Color(s): Red, pink, peach, emerald green, blue, brown, violet, black
Hardness (Moh's): 7.5
From rosy pinks to vibrant greens and blues, tourmalines can be found in a range of dazzling rainbow hues. Some even occur in a unique combination of pink in the middle and green around the outside, known as watermelon tourmalines. Tourmaline gets its name from the Sinhalese word “toramalli”, meaning “mixed gems”.
This October birthstone is one of the most popular jewelry-grade gemstones available in the market today. Rare varieties can exhibit pleochroism and cat’s eye inclusions, which make them highly valued by collectors around the world.
Brazil is the world’s main source of tourmalines.

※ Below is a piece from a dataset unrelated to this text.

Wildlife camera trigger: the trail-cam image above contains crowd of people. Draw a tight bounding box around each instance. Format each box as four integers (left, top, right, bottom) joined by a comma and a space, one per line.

Others include Kenya, Madagascar, Mozambique, Afghanistan, Sri Lanka, Namibia, Russia, Tanzania, Zambia, the US, and Pakistan.
Did you know?
- The last Chinese Dowager of the Chi’ing Dynasty of China bought enormous quantities of pink tourmaline from the USA. She was laid to rest on a tourmaline pillow after her passing as a symbol of her eternal love for the gem.
- Tourmaline becomes easily electrically charged when rubbed or warmed. Dutch traders often used warmed tourmaline to draw out ashes from their pipes.